Closed njahn82 closed 8 years ago

njahn82 commented 9 years ago

Many institutions register Open Access journal articles also in their local repositories or CRIS systems. Often, these metadata records contain useful information someone wants to reuse.

The question is how to reference these sources effectively within our dataset. So far, we record the base.url and the repo.id. As @tullney has suggested to me, OAI identifier or the link to the landing page could be used instead. This would increase the discoverability and reuse of the institutional records through the dataset.

Any comments or suggestions?

ioverka commented 9 years ago

If we would want to collect metadata for the journal articles listed in openAPC, we probably would try to request the md records from CrossRef first - simply because the DOI seems to be available for most records in openAPC. I'm not a fan of storing the repository's base.url or any links to specific landing pages in the openAPC dataset (who is supposed to update this in 5 years?). But the OAI identifier could be helpful - as long as something like the OAI data provider registry is around and up-to-date.

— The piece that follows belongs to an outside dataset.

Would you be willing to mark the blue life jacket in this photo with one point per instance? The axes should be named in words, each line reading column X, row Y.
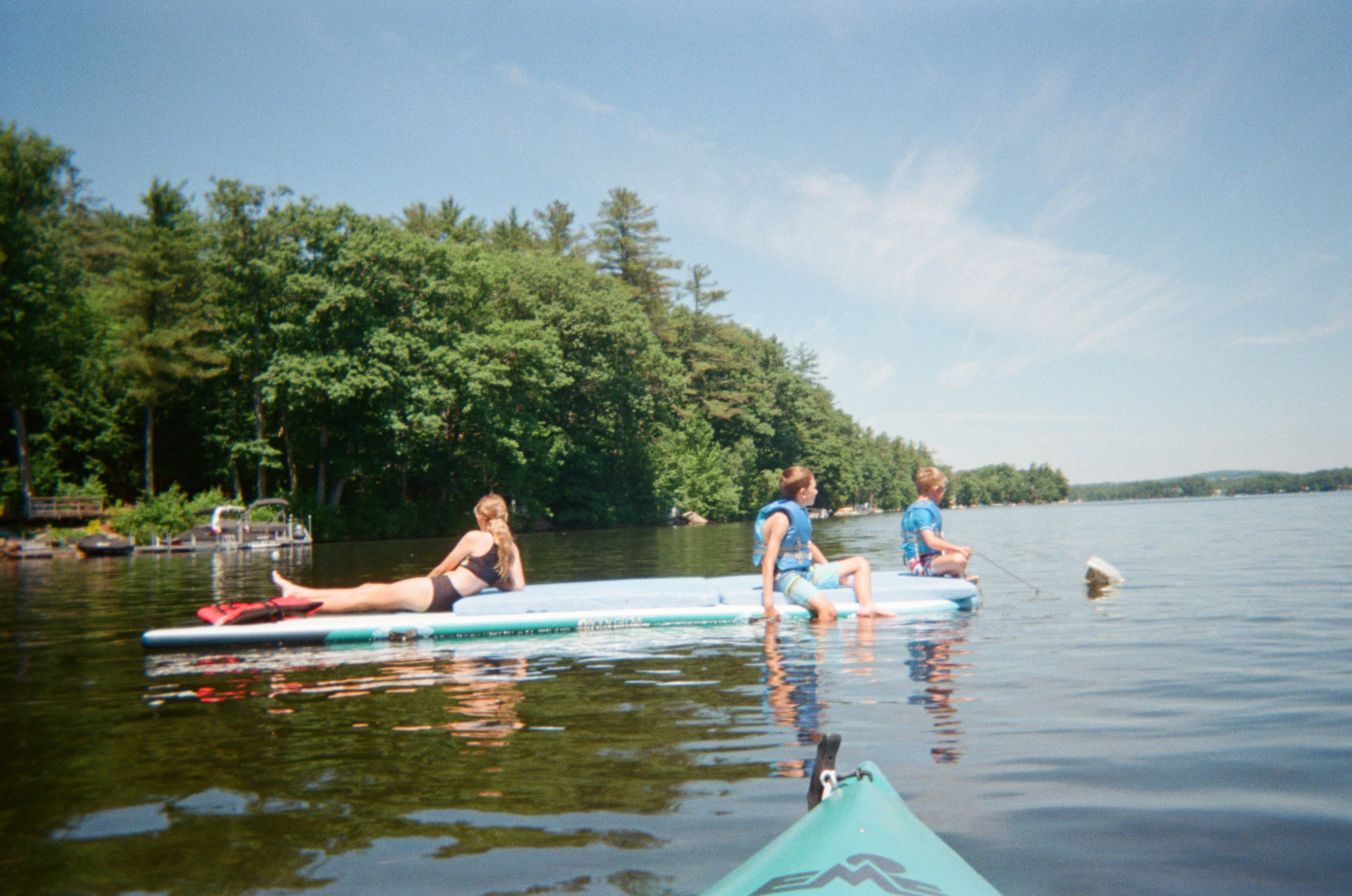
column 921, row 515
column 793, row 549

tullney commented 9 years ago

I can't say how useful the metadata stored in local systems is, and getting additional metadata via the DOI seems to be the right (first) thing to do. There is another benefit of having a link to the institutional repository: Documentation that the open access article has been archived by that institution, something that I'd like institutions to do. Additional metadata and a link to another copy should be reason enough to at least enable putting that information in the files. It allows us to do some basic analyses around "Do funded articles go into local repository systems?".

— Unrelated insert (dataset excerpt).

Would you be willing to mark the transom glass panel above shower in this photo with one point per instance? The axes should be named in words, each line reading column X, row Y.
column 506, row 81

joschirr commented 9 years ago

The OAI identifier is not stable (it's local to the repository instance, may change due to platform migration). Hence storage of PIDs (URN, DOI, ...) is helpful. It would be a nice feature of academic search engines to provide metadata lookup via and across different PIDs.

ioverka commented 9 years ago

@tullney In our instance there could be a record in the repository without a full text attached to it, so it would be difficult to derive the archiving status directly from the provision of a link. In addition, raising the information ("Has the article been uploaded?") would require additional resources - due to the fact that the IR is filled by a completely different group of people in our organization. I'm not sure if we would invest in that.

@joschirr You proved my premise to be wrong, so I recall the conclusion ;)

tullney commented 9 years ago
  1. We could also think about just dropping the two columns from the csv sample to close the issue; anyone interested in locally archived versions, related publications, etc. could query other systems and use the DOI from the OpenAPC database.
  2. I wouldn't think of any kind of repository/CRIS column as mandatory. I still think it could be useful to provide some guidance for those who want to add this information. This could also be someone else, doesn't have to be the team/institution that provided the payment information.
  3. If the repository uses new identifiers for e.g. post-print copies (DOI/URN/Handle), this could be useful to have, too. Doesn't change a lot regarding increased workload, making things more complex, etc. compared to OAI-Identifier, though.
tullney commented 8 years ago

base.url and repo.id will be removed from apc_de.csv.